We delete the file, and get the same error as the 1st attempt:
10:19:21 sys-rabbit:Error description:
10:19:21 sys-rabbit: lists:foldl/3 line 1263
10:19:21 sys-rabbit: rabbit_mnesia:check_cluster_consistency/2 line 685
10:19:21 sys-rabbit: rabbit_mnesia:check_consistency/5 line 876
10:19:21 sys-rabbit: rabbit_mnesia:check_rabbit_consistency/2 line 945
10:19:21 sys-rabbit: rabbit_feature_flags:check_node_compatibility/2 line 1711
10:19:21 sys-rabbit: rabbit_feature_flags:exchange_feature_flags_from_unknown_apps/2 line 1901
10:19:21 sys-rabbit: rabbit_feature_flags:fetch_remote_feature_flags_from_apps_unknown_locally/2 line 1909
10:19:21 sys-rabbit: rabbit_feature_flags:query_remote_feature_flags/3 line 1845
10:19:21 sys-rabbit:error:{case_clause,feature_flags_file_not_set}
...
10:19:21 sys-rabbit:
10:19:22 sys-rabbit:{"init terminating in do_boot",{case_clause,feature_flags_file_not_set}}~
10:19:22 sys-rabbit:init terminating in do_boot ({case_clause,feature_flags_file_not_set})~
10:19:22 sys-rabbit:~
But this time we noticed "query_remote_feature_flags" hmmm interesting.
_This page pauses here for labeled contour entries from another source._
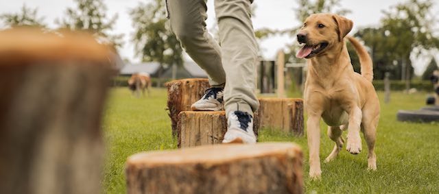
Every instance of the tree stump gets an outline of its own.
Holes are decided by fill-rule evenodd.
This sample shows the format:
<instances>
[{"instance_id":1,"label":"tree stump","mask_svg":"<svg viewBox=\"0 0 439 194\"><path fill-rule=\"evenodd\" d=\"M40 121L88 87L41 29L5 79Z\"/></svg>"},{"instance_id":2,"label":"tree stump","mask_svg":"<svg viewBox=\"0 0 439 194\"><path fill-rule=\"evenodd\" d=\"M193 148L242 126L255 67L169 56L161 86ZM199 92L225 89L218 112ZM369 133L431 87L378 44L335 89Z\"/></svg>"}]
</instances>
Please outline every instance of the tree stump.
<instances>
[{"instance_id":1,"label":"tree stump","mask_svg":"<svg viewBox=\"0 0 439 194\"><path fill-rule=\"evenodd\" d=\"M99 193L110 82L93 37L0 32L0 193Z\"/></svg>"},{"instance_id":2,"label":"tree stump","mask_svg":"<svg viewBox=\"0 0 439 194\"><path fill-rule=\"evenodd\" d=\"M191 110L191 106L203 96L210 86L207 79L186 79L166 83L166 86L167 109L172 123L172 135L175 136L178 134L178 114Z\"/></svg>"},{"instance_id":3,"label":"tree stump","mask_svg":"<svg viewBox=\"0 0 439 194\"><path fill-rule=\"evenodd\" d=\"M302 158L280 143L138 154L127 161L128 193L302 193Z\"/></svg>"},{"instance_id":4,"label":"tree stump","mask_svg":"<svg viewBox=\"0 0 439 194\"><path fill-rule=\"evenodd\" d=\"M258 117L253 118L253 132L258 136ZM178 147L221 143L227 132L224 111L183 111L178 114Z\"/></svg>"},{"instance_id":5,"label":"tree stump","mask_svg":"<svg viewBox=\"0 0 439 194\"><path fill-rule=\"evenodd\" d=\"M293 98L259 98L259 126L281 129L303 135L303 100Z\"/></svg>"}]
</instances>

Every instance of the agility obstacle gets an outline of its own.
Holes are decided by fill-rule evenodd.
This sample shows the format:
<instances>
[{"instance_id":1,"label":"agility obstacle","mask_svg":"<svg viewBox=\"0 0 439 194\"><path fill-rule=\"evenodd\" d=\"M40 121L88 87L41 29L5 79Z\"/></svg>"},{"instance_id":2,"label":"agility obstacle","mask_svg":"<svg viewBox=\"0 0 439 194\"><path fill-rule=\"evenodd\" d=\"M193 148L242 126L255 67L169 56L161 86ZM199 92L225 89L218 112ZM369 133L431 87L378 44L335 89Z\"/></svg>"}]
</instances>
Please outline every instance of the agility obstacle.
<instances>
[{"instance_id":1,"label":"agility obstacle","mask_svg":"<svg viewBox=\"0 0 439 194\"><path fill-rule=\"evenodd\" d=\"M0 193L99 193L112 69L93 37L0 32Z\"/></svg>"},{"instance_id":2,"label":"agility obstacle","mask_svg":"<svg viewBox=\"0 0 439 194\"><path fill-rule=\"evenodd\" d=\"M302 158L292 143L228 144L130 156L128 193L302 193Z\"/></svg>"}]
</instances>

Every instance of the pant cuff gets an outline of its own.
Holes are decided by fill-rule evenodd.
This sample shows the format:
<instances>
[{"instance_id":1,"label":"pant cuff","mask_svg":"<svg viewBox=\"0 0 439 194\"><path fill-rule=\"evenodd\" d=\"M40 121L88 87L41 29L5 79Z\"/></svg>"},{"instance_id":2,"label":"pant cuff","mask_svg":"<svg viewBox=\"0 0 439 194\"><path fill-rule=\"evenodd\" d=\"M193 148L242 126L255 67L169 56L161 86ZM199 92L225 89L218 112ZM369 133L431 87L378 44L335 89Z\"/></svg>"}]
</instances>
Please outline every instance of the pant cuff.
<instances>
[{"instance_id":1,"label":"pant cuff","mask_svg":"<svg viewBox=\"0 0 439 194\"><path fill-rule=\"evenodd\" d=\"M250 106L248 104L245 103L233 103L232 104L228 105L225 107L226 109L226 117L228 117L228 114L233 111L239 110L242 112L247 112L253 117L253 110L252 110L252 107Z\"/></svg>"}]
</instances>

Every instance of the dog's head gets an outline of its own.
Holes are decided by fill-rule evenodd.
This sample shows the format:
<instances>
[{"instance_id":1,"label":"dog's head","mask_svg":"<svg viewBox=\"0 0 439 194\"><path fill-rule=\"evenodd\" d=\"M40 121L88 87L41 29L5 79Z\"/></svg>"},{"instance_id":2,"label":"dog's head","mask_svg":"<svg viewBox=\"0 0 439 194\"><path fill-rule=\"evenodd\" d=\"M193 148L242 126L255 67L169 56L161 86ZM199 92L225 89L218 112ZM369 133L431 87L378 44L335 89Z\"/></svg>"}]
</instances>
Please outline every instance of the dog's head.
<instances>
[{"instance_id":1,"label":"dog's head","mask_svg":"<svg viewBox=\"0 0 439 194\"><path fill-rule=\"evenodd\" d=\"M343 38L351 32L353 25L352 21L336 14L309 16L297 34L299 43L305 45L296 56L311 58L332 51L335 45L343 43Z\"/></svg>"}]
</instances>

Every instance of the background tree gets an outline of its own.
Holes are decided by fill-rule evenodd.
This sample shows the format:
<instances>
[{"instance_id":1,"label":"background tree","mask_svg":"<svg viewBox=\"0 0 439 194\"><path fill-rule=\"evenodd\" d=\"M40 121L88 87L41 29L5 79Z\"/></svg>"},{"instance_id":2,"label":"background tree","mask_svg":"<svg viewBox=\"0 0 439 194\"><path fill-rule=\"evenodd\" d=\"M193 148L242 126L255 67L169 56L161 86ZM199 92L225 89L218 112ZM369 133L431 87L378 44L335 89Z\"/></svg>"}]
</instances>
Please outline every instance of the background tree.
<instances>
[{"instance_id":1,"label":"background tree","mask_svg":"<svg viewBox=\"0 0 439 194\"><path fill-rule=\"evenodd\" d=\"M31 9L23 4L21 10L18 13L8 13L0 14L0 21L5 27L17 26L27 26L45 27L44 18L38 16L38 10Z\"/></svg>"},{"instance_id":2,"label":"background tree","mask_svg":"<svg viewBox=\"0 0 439 194\"><path fill-rule=\"evenodd\" d=\"M438 63L436 63L436 60L433 58L431 58L430 63L427 66L427 69L425 69L424 73L423 73L422 79L423 80L429 80L430 77L433 75L433 72L438 69L439 69L439 67L438 67Z\"/></svg>"},{"instance_id":3,"label":"background tree","mask_svg":"<svg viewBox=\"0 0 439 194\"><path fill-rule=\"evenodd\" d=\"M112 45L115 48L122 45L122 34L110 34L117 19L117 14L107 19L107 8L103 0L73 0L76 8L69 8L62 20L56 23L61 28L86 31L93 34L100 42Z\"/></svg>"},{"instance_id":4,"label":"background tree","mask_svg":"<svg viewBox=\"0 0 439 194\"><path fill-rule=\"evenodd\" d=\"M136 54L142 61L155 61L162 66L183 64L182 49L168 29L165 1L153 0L131 10Z\"/></svg>"},{"instance_id":5,"label":"background tree","mask_svg":"<svg viewBox=\"0 0 439 194\"><path fill-rule=\"evenodd\" d=\"M414 72L411 55L439 46L433 33L437 23L431 13L433 5L431 0L399 3L384 12L379 27L362 29L356 34L371 49L376 78L382 79L385 71L391 71L393 80L407 80L410 86Z\"/></svg>"}]
</instances>

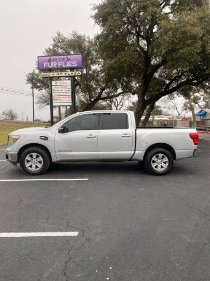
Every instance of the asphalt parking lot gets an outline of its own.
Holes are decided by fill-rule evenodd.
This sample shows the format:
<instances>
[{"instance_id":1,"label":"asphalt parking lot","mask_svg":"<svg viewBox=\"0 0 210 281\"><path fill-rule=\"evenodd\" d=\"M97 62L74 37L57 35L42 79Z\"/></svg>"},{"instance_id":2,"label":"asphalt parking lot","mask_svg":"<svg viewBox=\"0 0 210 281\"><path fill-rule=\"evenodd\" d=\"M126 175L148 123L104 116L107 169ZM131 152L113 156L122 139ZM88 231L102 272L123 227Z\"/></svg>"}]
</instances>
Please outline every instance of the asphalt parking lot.
<instances>
[{"instance_id":1,"label":"asphalt parking lot","mask_svg":"<svg viewBox=\"0 0 210 281\"><path fill-rule=\"evenodd\" d=\"M1 281L209 281L210 141L151 175L138 162L60 163L32 177L0 161ZM3 149L1 147L0 149ZM4 160L0 151L0 160Z\"/></svg>"}]
</instances>

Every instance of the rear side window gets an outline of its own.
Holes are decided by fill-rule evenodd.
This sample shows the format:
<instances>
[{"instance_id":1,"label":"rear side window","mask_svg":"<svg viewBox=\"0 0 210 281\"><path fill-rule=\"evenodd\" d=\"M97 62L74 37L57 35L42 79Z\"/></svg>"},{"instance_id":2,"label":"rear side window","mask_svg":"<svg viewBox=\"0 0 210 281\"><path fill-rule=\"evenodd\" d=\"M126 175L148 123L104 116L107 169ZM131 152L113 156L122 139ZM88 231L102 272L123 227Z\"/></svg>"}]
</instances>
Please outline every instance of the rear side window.
<instances>
[{"instance_id":1,"label":"rear side window","mask_svg":"<svg viewBox=\"0 0 210 281\"><path fill-rule=\"evenodd\" d=\"M103 114L103 130L128 128L128 121L126 113Z\"/></svg>"}]
</instances>

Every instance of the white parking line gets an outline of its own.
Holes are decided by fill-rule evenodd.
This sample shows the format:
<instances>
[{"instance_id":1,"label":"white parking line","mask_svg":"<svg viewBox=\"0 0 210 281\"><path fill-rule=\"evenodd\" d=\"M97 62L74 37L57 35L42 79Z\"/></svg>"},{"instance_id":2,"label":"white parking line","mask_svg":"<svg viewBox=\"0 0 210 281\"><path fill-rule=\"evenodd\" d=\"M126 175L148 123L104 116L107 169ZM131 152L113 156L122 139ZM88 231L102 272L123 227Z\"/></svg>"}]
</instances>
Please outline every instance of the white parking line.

So now we run "rabbitmqctl eval 'application:set_env(rabbit, feature_flags_file, ["/FILE/PATH").'" on the other three nodes.
"/FILE/PATH" obviously a substitute for the actual path.
$ rabbitmqctl eval 'rpc:multicall(application, get_env, [rabbit, feature_flags_file]).'
{[{ok,'/FILE/PATH'},
{ok,'/FILE/PATH'},
{ok,'/FILE/PATH'}],
[]}
At this point, once we've set 'feature_flags_file' location in the running VM on the other nodes, and have set the export in our local rabbitmq-env.conf, (but no actual file exists), now the 1st node starts:
10:34:36 sys-rabbit: ## ##
10:34:36 sys-rabbit: ## ## RabbitMQ 3.7.18. Copyright (C) 2007-2019 Pivotal Software, Inc.
10:34:36 sys-rabbit: ###### ##
10:34:36 sys-rabbit: ########## Logs: REDACTED
10:34:36 sys-rabbit: REDACTED
10:34:36 sys-rabbit:
10:34:36 sys-rabbit: Starting broker...
We can easily recreate this. Please let us know what other details might be needed to help address the issue.